One of the points of tension during the current economy is the extent to which residents who pay large “entrance fees” and who often pay additional monthly “service” fees are protected in the event of insolvency of their Continuing Care Retirement Community (CCRCs) or Life Plan Community (LPCs). Residents are asking about “liens,” and pointing to an option for a statutory lien available under Texas law. Let’s take a look.

The Texas residents’ lien law dates back to at least 1994. In 2015, amendments to the Texas Law defining “continuing care” services, extended the lien option beyond customers who are “residents” of a CCRC facility, and making the protection available in “continuing care at home” contracts, where customers prepay for “continuing care” services to be provided in their own home. Texas law currently provides:

“To secure the obligations of the provider under any continuing care contract, a lien attaches on the date a resident first occupies a facility or receives services under a continuing care contract. The lien covers the real and personal property of the provider located at the facility. The provider shall prepare a written notice sworn to by an officer of the provider for each county where the provider has a facility. The notice must contain the name of the provider, the legal description of each facility of the provider, and a statement that the facility is subject to this chapter and the lien provided in this section The provider shall file for record the notice in the real property records of each county where the provider has a facility on or before the later of January 1, 1994, or the date of the execution of the first continuing care contract relating to the facility.”
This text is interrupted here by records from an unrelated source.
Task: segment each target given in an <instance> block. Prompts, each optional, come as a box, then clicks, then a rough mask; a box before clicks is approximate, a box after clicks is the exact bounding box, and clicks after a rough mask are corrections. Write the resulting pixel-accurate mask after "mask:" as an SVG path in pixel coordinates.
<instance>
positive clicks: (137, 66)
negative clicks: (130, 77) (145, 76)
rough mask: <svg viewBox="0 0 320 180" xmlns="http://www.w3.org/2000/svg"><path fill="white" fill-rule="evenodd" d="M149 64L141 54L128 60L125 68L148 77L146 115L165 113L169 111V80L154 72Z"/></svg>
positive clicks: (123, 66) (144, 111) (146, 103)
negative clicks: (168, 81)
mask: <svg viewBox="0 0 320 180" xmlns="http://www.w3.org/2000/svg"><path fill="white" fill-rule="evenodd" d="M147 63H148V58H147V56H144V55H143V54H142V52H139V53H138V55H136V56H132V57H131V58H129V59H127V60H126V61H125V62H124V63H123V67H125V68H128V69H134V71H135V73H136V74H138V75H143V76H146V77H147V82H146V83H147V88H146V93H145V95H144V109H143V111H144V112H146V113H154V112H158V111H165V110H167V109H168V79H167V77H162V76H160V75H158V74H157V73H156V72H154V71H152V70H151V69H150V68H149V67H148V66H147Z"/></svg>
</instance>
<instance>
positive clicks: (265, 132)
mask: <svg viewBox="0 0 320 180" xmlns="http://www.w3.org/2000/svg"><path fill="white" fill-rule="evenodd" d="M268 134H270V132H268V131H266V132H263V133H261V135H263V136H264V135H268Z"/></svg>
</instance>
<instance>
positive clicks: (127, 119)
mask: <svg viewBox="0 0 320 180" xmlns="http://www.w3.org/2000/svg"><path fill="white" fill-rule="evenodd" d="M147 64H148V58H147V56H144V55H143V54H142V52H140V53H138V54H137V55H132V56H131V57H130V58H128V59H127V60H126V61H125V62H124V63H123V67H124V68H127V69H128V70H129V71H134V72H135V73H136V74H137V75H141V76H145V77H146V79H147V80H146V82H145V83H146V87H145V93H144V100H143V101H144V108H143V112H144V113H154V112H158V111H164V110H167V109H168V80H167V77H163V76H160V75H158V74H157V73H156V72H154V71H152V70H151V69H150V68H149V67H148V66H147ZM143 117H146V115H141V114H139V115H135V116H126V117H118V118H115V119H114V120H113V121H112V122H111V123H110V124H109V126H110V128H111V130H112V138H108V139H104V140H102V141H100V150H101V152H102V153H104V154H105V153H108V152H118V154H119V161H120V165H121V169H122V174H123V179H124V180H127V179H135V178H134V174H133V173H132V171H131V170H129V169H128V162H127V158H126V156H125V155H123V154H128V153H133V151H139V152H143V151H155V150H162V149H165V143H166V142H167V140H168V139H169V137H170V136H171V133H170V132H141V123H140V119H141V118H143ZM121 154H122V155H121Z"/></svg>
In the event of bankruptcy proceedings, without such a lien, residents of CCRCs and LPCs who have paid large fees are usually classified as “unsecured creditors” even if they have “refund” rights under their contract with the CCRC or LPC. With such a lien, it appears they are still behind banks and bond holders who have qualified as secured creditors under the Uniform Commercial Code, but they would have priority over ordinary creditors such as service providers, food vendors, etc. Law Professor Nathalie Martin at University of New Mexico is the author of an important early article critiquing solvency concerns for CCRCs and pointing to the need for safeguards that could better protect CCRC residents in the event of insolvency.

There isn’t a lot of evidence available on whether or how such a lien actually works in practice. If a CCRC or LPC is “in” bankruptcy court, the troubled enterprise is usually filing under Chapter 11 to seek approval for a reorganization plan, and the hope is a new operator will emerge with adequate finances and a plan of recovery for ongoing operations, operations that may make it possible to honor past promises to residents.

Is is probably better as a resident or contract holder to “have a lien” than not to have a lien, but liens don’t solve ongoing financial problems and they could even mask the lack of an actuarially sound financial plan for future operations.

I was interested to observe that in a recent “talking points” document prepared by the trade association that represents a large number of nonprofit providers of aging services, LeadingAge described state laws as potentially important to protecting CCRC and LPC residents against insolvency concerns. The list of state law protections LeadingAge pointed to included “automatic liens in favor of … residents’ financial interests.”